Ministerstwo potwierdziło tym samy zmianę dotychczasowej polityki rządu po tym, jak Berlin spotkał się z krytyką za wcześniejszą odmowę dostarczania broni do Kijowa, w przeciwieństwie do innych zachodnich sojuszników – zauważa "Frankfurter Allgemeine Zeitung" ("FAZ").

„Zgoda została potwierdzona przez Kancelarię” – potwierdził rzecznik resortu obrony. Ręczne granatniki przeciwpancerne (RPG) pochodzą z zasobów wojska niemieckiego.

Niemcy od dawna prowadzą politykę nieeksportowania broni do stref, w których toczą się działania zbrojne. Kraje, które chcą eksportować niemiecką broń, muszą najpierw złożyć w Berlinie wniosek o zatwierdzenie. Kanclerz Olaf Scholz (SPD) do tej pory niezmiennie podkreślał, że Niemcy nie będą dostarczać Ukrainie broni.

„W krajach unijnych ta decyzja niemieckiego rządu spotykała się z niezrozumieniem” – podkreśla "FAZ".

Reklama

„Polski premier Mateusz Morawiecki określił wysłanie 5 tys. hełmów, które Berlin obiecał Ukrainie, jako +rodzaj żartu+" – przypomina "FAZ" i dodaje, że Morawiecki podkreślał, iż „Ukraina potrzebuje prawdziwej pomocy, czyli broni. Ukraińcy walczą nie tylko o siebie, walczą też o nas. O naszą wolność, naszą suwerenność. Abyśmy nie byli następni w kolejce”.

Wcześniej o dostarczeniu broni Ukrainie poinformowała Holandia (na początku lutego zobowiązała się dostarczyć m.in. amunicję, systemy radarowe). Belgia podała w sobotę, że dostarczy na Ukrainę 2 tys. karabinów maszynowych i 3,8 tys. ton paliwa.

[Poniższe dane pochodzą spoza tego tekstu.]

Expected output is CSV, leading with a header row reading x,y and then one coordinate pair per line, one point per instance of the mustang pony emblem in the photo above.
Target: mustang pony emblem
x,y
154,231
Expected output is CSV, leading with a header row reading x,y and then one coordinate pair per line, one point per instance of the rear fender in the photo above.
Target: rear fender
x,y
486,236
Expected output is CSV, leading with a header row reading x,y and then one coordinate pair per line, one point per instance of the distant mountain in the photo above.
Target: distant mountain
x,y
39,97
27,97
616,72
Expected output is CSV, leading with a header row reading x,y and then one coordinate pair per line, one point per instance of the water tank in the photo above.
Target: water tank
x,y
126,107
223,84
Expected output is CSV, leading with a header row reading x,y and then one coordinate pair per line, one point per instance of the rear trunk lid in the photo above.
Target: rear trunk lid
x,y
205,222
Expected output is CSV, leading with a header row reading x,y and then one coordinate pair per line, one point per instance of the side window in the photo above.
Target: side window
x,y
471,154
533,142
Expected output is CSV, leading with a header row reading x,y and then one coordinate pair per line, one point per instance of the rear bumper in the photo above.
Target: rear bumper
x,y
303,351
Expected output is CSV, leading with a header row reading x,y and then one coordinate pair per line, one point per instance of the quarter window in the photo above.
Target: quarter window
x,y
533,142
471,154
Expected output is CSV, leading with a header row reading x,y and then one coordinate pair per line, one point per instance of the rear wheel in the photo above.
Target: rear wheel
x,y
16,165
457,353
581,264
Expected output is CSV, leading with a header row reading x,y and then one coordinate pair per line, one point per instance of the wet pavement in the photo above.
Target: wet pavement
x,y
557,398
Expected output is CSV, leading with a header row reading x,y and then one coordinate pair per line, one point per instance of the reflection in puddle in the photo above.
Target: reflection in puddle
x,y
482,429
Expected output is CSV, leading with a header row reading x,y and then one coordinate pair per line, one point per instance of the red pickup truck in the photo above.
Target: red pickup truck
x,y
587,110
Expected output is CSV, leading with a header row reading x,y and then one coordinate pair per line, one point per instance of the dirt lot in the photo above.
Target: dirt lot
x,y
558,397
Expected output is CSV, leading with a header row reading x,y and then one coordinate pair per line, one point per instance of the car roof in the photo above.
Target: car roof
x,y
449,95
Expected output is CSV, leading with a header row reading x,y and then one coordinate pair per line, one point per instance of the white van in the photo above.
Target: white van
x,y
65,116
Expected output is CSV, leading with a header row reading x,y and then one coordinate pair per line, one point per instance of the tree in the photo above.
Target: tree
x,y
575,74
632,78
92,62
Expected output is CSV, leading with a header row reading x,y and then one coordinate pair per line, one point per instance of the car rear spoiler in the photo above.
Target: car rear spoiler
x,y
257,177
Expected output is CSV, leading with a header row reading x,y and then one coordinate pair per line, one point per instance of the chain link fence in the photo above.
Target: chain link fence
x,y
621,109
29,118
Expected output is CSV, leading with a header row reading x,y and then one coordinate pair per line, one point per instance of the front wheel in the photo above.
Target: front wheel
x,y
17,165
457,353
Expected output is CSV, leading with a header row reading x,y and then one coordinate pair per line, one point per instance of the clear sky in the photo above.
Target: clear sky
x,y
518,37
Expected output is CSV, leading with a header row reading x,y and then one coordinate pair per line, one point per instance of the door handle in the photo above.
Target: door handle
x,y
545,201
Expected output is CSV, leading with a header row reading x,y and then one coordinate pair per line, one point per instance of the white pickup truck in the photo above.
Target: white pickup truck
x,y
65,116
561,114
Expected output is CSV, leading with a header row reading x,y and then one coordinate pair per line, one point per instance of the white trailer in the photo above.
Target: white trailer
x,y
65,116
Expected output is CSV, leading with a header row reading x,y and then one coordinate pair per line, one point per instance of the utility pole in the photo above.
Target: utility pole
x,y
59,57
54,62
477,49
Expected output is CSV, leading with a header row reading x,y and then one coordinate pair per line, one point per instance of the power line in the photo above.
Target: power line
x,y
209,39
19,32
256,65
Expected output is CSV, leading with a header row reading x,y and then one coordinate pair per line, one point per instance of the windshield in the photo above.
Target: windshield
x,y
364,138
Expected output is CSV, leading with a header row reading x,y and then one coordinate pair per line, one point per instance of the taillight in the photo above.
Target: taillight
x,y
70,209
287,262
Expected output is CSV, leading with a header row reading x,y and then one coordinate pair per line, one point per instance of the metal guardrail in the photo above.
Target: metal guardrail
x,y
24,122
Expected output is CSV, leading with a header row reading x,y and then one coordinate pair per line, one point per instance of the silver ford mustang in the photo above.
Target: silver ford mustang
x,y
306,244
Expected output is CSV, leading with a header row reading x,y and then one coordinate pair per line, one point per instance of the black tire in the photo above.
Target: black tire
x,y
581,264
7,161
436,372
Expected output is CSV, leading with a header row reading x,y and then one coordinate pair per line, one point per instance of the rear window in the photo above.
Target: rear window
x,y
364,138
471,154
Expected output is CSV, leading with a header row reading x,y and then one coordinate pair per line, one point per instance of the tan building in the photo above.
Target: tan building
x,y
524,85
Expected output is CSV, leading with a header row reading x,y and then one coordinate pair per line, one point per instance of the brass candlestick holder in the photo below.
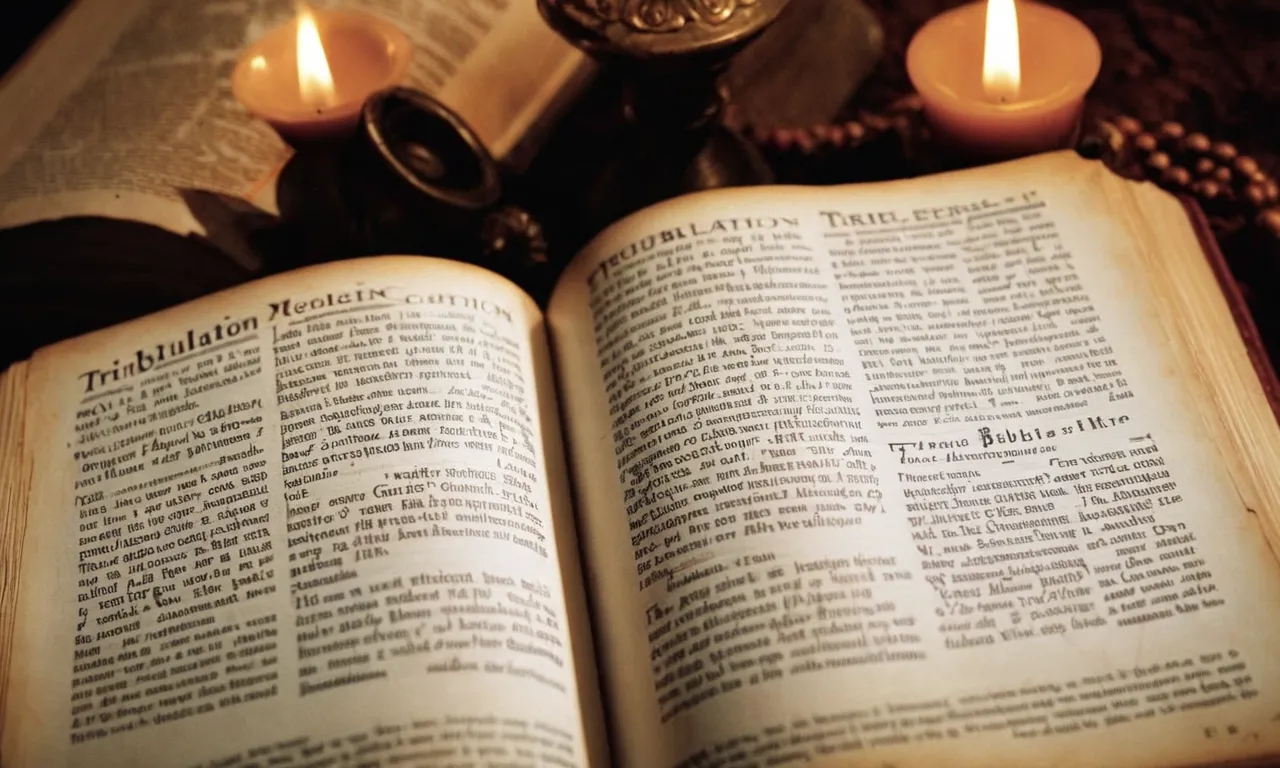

Czechy zapowiadają dostarczenie Ukrainie broni i amunicji o wartości 7,6 mln euro.

Jednak w przeszłości Niemcy były w dużym stopniu współodpowiedzialne za to, że inne kraje nie mogły dostarczać broni na Ukrainę – zauważa "FAZ". „Problem w Europie polega na tym, że dużo broni dostarczane jest przez Niemcy, które do tej pory odmawiały zgody na eksport. A to ogranicza możliwości krajów europejskich” – podkreśla gazeta.